By PETER EGWUATU & NKIRUKA NNOROM
In its determination to enhance the stock market breadth and width, the Nigerian Stock Exchange (NSE), has disclosed that it will roll out more Exchange Traded Funds (ETFs) in the year 2013.
The Exchange also stated that it will welcome ETFs developed by other operators in the capital market, saying this will help in enhancing varieties of instruments and boosting the market in general.
While addressing newsmen at a press conference to analyse the performance of the stock market in 2012, the NSE’s Chief Executive Officer, Mr. Oscar Onyema, said, “Continued product innovation by the Exchange, including the commencement of secondary bond market trading and introduction of new indices and ETFs would provide additional incentives.
Speaking on some of the initiatives for 2013, Onyema said, “For ETF, we intend to roll out additional ETFs covering various undermined products and we also intend to introduce the Nigerian depository receipt programmes this year.This would provide access to the trading of companies that are listed in other markets, but have their products heavily used in Nigeria. Also, the effort by the Central Bank of Nigeria, CBN, to achieve single digit inflation and various confidence building measures implemented by the NSE in 2012 would spur the market to a growth path within the year.

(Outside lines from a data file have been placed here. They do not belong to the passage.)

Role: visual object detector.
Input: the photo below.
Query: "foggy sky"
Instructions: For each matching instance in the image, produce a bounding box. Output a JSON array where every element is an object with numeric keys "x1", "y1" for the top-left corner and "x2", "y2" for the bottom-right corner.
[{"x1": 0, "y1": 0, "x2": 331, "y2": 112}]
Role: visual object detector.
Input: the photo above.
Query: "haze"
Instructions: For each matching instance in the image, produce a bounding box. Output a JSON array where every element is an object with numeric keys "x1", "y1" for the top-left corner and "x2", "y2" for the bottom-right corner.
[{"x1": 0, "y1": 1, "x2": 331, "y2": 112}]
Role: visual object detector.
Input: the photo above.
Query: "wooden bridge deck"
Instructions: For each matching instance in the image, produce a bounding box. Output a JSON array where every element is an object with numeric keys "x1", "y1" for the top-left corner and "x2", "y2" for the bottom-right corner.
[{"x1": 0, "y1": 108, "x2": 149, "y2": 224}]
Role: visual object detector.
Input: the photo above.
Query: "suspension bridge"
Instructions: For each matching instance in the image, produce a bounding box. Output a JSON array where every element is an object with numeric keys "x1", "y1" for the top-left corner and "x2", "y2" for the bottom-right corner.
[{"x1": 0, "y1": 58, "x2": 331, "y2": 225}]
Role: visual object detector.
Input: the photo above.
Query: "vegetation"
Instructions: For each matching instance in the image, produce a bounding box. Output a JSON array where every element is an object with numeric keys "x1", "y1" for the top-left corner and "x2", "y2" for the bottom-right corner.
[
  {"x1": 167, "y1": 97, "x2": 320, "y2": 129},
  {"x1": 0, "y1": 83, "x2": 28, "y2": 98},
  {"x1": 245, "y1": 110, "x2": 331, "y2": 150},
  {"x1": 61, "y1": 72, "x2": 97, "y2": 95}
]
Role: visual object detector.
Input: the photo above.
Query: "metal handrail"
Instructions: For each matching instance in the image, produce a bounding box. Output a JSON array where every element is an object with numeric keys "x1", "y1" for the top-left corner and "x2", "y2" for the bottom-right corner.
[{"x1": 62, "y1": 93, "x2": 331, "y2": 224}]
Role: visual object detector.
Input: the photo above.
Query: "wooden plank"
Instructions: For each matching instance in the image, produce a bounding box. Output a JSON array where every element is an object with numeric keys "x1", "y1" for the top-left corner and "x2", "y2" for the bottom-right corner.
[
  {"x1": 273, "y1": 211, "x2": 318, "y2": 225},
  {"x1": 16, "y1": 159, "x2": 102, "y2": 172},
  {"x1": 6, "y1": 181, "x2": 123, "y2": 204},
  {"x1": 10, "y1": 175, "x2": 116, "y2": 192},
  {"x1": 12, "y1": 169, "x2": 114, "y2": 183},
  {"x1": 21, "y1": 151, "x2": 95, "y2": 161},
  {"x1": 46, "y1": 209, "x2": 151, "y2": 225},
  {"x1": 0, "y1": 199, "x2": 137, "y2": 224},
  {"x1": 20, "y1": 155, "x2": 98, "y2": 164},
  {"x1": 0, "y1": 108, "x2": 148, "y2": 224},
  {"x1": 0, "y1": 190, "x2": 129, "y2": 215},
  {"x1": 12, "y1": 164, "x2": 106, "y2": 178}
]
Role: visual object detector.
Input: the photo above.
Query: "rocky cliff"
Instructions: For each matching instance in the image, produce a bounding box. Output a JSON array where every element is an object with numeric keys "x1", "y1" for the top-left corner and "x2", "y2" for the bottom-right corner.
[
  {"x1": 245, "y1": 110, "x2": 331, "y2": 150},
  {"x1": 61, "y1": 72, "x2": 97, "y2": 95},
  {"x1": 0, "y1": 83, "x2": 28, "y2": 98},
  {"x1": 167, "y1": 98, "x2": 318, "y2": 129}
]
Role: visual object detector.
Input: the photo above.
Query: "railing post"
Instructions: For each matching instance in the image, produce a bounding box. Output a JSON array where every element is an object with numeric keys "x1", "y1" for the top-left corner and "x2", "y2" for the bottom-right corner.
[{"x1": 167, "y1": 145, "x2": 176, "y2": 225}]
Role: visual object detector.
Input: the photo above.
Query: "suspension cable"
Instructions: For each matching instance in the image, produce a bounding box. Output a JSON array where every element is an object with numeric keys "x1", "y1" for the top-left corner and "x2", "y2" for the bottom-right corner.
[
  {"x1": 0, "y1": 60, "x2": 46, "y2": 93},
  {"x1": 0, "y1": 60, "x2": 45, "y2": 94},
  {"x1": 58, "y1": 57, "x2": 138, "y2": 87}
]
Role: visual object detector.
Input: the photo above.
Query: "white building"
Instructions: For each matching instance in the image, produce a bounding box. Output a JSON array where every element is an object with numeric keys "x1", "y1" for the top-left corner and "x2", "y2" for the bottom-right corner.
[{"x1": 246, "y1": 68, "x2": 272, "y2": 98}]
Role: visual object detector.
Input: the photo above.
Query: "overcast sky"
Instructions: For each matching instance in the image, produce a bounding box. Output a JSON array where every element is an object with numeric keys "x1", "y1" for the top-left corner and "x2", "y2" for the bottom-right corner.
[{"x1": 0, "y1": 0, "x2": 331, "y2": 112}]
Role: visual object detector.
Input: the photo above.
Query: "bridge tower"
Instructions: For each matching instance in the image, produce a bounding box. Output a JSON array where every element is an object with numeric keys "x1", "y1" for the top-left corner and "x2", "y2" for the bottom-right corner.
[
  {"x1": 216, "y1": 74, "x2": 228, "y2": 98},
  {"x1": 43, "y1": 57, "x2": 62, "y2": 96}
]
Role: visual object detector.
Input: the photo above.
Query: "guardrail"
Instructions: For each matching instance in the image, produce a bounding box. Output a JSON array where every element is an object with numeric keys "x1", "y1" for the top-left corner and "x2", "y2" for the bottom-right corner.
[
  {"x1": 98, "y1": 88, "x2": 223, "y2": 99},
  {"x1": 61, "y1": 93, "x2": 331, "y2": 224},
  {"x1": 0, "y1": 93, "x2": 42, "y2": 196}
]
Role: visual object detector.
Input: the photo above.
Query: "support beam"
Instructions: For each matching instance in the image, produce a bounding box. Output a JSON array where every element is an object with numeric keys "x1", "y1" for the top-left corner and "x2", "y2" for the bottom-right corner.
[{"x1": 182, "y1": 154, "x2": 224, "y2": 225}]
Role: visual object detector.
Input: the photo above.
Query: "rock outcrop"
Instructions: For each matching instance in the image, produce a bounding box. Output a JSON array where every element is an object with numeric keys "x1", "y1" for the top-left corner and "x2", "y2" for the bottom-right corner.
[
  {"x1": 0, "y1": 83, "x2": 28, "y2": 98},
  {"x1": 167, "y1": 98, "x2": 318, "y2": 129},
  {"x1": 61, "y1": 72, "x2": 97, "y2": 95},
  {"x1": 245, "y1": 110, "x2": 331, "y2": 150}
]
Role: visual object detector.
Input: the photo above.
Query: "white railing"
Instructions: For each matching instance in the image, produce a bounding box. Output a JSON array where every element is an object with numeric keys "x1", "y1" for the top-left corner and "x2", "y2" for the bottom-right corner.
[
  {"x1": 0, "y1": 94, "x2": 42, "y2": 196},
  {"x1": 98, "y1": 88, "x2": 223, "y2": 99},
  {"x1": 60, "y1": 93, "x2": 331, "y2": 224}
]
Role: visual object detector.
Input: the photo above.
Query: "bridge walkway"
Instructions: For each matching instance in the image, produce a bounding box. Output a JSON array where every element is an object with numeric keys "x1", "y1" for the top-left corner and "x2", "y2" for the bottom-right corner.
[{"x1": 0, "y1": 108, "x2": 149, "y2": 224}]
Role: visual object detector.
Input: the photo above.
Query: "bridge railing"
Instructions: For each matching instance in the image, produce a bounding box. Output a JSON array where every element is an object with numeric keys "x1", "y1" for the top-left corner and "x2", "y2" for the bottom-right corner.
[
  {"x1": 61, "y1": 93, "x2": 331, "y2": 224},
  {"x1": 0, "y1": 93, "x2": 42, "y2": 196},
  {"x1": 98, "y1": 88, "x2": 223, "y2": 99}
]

Though he feared that problems around liquidity might spill into the New Year, he assured that concerted efforts are being made to address the ugly trend.

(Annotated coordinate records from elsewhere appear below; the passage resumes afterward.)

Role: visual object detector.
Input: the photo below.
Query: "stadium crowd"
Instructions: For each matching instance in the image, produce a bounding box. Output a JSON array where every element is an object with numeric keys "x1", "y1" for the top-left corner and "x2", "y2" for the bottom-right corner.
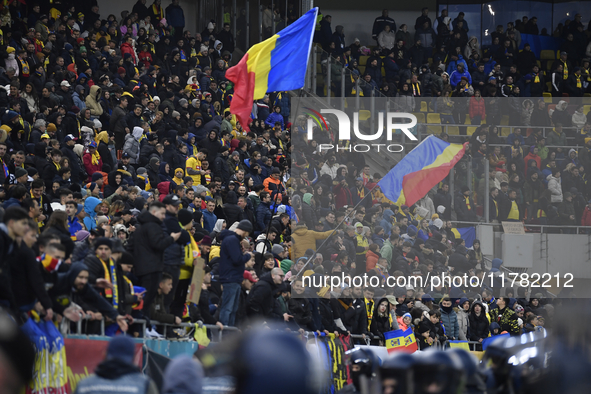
[
  {"x1": 0, "y1": 0, "x2": 572, "y2": 376},
  {"x1": 315, "y1": 8, "x2": 591, "y2": 98}
]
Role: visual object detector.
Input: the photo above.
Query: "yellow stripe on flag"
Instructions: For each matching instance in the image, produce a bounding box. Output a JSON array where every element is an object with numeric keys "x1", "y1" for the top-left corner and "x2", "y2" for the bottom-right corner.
[{"x1": 246, "y1": 34, "x2": 279, "y2": 100}]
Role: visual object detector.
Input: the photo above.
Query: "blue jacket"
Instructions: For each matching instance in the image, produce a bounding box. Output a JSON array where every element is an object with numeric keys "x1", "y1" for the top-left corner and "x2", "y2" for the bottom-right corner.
[
  {"x1": 201, "y1": 209, "x2": 218, "y2": 233},
  {"x1": 440, "y1": 308, "x2": 460, "y2": 339},
  {"x1": 218, "y1": 230, "x2": 250, "y2": 284},
  {"x1": 446, "y1": 55, "x2": 468, "y2": 76},
  {"x1": 256, "y1": 202, "x2": 273, "y2": 231},
  {"x1": 378, "y1": 209, "x2": 394, "y2": 236},
  {"x1": 166, "y1": 4, "x2": 185, "y2": 27},
  {"x1": 265, "y1": 111, "x2": 284, "y2": 130},
  {"x1": 84, "y1": 197, "x2": 101, "y2": 231},
  {"x1": 449, "y1": 69, "x2": 472, "y2": 88},
  {"x1": 68, "y1": 216, "x2": 82, "y2": 237}
]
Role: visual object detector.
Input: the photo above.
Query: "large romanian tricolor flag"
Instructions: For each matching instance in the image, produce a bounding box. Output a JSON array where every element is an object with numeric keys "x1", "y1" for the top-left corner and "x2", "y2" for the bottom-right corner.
[
  {"x1": 226, "y1": 8, "x2": 318, "y2": 130},
  {"x1": 378, "y1": 135, "x2": 468, "y2": 206}
]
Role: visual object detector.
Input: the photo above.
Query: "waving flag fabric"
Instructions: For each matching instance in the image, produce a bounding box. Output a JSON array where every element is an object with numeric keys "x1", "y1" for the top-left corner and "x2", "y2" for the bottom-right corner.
[
  {"x1": 226, "y1": 8, "x2": 318, "y2": 130},
  {"x1": 384, "y1": 328, "x2": 417, "y2": 353},
  {"x1": 378, "y1": 135, "x2": 468, "y2": 206}
]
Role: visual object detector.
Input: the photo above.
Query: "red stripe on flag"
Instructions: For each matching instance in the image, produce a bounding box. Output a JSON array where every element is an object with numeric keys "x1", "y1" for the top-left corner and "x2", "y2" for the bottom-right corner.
[
  {"x1": 226, "y1": 53, "x2": 255, "y2": 131},
  {"x1": 402, "y1": 143, "x2": 467, "y2": 207}
]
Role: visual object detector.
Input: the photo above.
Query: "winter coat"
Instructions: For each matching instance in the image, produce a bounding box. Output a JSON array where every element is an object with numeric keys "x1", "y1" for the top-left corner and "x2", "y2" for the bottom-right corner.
[
  {"x1": 456, "y1": 306, "x2": 470, "y2": 341},
  {"x1": 127, "y1": 211, "x2": 174, "y2": 276},
  {"x1": 546, "y1": 175, "x2": 562, "y2": 203},
  {"x1": 440, "y1": 307, "x2": 460, "y2": 340},
  {"x1": 85, "y1": 85, "x2": 103, "y2": 116},
  {"x1": 123, "y1": 126, "x2": 144, "y2": 164},
  {"x1": 468, "y1": 301, "x2": 489, "y2": 341},
  {"x1": 218, "y1": 230, "x2": 250, "y2": 284},
  {"x1": 291, "y1": 226, "x2": 332, "y2": 258},
  {"x1": 246, "y1": 272, "x2": 280, "y2": 319}
]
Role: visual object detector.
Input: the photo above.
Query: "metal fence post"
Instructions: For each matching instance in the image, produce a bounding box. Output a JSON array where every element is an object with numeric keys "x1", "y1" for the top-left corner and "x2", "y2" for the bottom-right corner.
[
  {"x1": 311, "y1": 46, "x2": 318, "y2": 94},
  {"x1": 325, "y1": 55, "x2": 332, "y2": 106},
  {"x1": 482, "y1": 158, "x2": 490, "y2": 223},
  {"x1": 246, "y1": 0, "x2": 250, "y2": 48},
  {"x1": 449, "y1": 167, "x2": 456, "y2": 209},
  {"x1": 369, "y1": 89, "x2": 376, "y2": 137},
  {"x1": 355, "y1": 77, "x2": 359, "y2": 112}
]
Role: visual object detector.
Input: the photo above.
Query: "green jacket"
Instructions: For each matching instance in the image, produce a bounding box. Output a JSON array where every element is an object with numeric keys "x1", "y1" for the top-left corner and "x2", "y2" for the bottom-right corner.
[{"x1": 488, "y1": 307, "x2": 519, "y2": 335}]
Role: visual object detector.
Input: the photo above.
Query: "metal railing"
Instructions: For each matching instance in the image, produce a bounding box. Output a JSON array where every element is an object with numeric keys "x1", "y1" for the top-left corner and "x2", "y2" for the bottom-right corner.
[
  {"x1": 451, "y1": 220, "x2": 591, "y2": 235},
  {"x1": 76, "y1": 316, "x2": 239, "y2": 341}
]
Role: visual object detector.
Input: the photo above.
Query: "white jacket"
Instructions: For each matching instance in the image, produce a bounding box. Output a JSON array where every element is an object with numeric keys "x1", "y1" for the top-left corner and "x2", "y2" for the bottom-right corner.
[{"x1": 546, "y1": 174, "x2": 562, "y2": 203}]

His words: “The CBN’s effort to achieve a single digit inflation rate and a lower Monetary Policy Rate ( MPR ) should have a positive impact on the equities market in 2013 and as investors’ confidence building measures implemented by the NSE mature, we expect that a growth trend similar to that experienced in fourth quarter of 2012 will spread into 2013.”
“On the fixed income side, we anticipate that the relative attraction of the FGN bonds will continue for local and global investors as a result of record high yields. With the forthcoming inclusion of the Nigerian FGN bonds in the Barclays Emerging Markets Local Currency Bonds Index, it will put the nation’s bonds in the international spotlight,” he added.

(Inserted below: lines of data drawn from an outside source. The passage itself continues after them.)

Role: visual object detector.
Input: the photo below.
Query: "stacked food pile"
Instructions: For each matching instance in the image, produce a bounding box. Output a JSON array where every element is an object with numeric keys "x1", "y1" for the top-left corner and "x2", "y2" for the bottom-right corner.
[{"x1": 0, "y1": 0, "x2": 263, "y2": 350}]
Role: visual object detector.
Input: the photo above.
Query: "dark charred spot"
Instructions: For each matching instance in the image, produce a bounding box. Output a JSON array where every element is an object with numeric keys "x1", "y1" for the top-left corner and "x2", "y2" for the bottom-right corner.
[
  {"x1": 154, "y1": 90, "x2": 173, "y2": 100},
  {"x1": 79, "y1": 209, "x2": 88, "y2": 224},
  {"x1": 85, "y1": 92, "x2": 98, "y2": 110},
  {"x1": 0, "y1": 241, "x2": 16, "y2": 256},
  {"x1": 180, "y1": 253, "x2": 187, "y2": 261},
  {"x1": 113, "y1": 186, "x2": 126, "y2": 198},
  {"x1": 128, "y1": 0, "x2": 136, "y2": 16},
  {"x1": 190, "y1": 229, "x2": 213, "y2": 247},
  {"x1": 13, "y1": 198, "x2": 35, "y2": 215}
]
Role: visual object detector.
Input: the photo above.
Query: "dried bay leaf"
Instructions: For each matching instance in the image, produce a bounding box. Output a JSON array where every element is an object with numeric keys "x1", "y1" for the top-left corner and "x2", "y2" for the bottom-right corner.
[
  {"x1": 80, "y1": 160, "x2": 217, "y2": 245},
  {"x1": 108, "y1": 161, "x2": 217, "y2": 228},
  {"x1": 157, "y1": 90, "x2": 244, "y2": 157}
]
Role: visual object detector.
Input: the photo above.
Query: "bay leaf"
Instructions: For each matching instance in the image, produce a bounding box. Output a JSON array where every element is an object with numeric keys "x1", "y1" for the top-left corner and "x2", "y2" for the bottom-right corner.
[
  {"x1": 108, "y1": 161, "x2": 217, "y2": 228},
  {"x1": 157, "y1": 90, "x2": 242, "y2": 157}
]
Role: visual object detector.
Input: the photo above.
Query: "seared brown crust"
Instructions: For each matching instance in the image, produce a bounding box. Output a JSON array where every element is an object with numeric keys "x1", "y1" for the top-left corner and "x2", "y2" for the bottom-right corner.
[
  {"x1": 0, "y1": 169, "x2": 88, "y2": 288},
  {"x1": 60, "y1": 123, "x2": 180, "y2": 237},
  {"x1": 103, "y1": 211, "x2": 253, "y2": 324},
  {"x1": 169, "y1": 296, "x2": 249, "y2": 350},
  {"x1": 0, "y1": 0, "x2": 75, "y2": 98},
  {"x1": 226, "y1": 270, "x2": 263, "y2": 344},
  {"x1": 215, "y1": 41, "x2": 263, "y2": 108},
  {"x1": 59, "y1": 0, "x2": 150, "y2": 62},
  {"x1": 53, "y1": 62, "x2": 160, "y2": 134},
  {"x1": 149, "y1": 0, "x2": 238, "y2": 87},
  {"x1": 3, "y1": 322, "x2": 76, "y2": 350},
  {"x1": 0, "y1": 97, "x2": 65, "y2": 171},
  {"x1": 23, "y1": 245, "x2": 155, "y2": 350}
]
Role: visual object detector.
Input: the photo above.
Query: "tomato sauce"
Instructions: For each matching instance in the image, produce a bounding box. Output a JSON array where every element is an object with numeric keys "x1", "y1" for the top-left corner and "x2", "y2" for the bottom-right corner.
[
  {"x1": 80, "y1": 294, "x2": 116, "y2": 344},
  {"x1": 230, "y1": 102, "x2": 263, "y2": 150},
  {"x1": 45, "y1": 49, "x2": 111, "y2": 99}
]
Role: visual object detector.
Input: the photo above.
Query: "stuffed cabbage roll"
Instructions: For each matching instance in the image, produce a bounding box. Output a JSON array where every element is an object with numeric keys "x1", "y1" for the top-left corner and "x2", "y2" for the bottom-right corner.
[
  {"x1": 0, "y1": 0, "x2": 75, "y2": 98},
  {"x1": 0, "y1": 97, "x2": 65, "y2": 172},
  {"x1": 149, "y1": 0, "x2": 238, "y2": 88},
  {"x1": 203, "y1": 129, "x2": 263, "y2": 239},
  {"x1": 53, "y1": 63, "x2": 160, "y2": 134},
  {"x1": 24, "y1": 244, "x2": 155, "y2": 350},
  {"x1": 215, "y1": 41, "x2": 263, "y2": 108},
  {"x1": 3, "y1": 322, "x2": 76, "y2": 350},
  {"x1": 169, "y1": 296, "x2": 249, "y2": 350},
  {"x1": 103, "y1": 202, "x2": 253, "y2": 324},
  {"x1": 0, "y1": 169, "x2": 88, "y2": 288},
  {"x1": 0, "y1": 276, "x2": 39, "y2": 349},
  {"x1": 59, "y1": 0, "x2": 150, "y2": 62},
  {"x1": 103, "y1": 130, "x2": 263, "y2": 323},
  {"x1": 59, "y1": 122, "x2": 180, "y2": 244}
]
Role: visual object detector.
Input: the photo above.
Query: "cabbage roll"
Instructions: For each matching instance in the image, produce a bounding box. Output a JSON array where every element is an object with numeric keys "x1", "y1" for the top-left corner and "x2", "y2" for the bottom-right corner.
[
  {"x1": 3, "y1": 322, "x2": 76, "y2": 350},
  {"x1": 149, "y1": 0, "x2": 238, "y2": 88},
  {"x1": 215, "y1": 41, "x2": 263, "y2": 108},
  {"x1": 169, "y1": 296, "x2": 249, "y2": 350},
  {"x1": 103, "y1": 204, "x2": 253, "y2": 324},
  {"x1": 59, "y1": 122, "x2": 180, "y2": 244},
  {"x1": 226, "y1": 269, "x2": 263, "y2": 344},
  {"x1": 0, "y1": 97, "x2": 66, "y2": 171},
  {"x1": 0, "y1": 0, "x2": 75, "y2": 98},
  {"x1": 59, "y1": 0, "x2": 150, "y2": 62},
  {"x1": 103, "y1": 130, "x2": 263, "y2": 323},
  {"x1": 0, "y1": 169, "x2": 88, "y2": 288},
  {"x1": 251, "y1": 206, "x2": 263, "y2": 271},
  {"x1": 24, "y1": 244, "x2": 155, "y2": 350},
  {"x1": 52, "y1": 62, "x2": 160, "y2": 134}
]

He noted that expected entrance of foreign issuers such as the International Finance Corporation into the Nigerian bonds market this year would help to lift the market performance.
He listed other contributing factors to the optimism on the capital market to include early passage of the national budget which, according to him, created the impression that fiscal policy is prioritised; the pronouncement by the Federal Government to begin investing proceeds of the Sovereign Wealth Fund (SWF) in the capital market in March 2013, as well as elimination of value added tax,VAT, and stamp duties from transaction charges in the market.
According to him, Continuing, he said, “We intend to conclude work on transaction cost analysis framework that will allow us to benchmark how effective or extensive we executive an order in this market as compared to other emerging or frontier markets, and that will give us a clear understanding of where action needs to take place. We also intend to continue the work on market optimisation.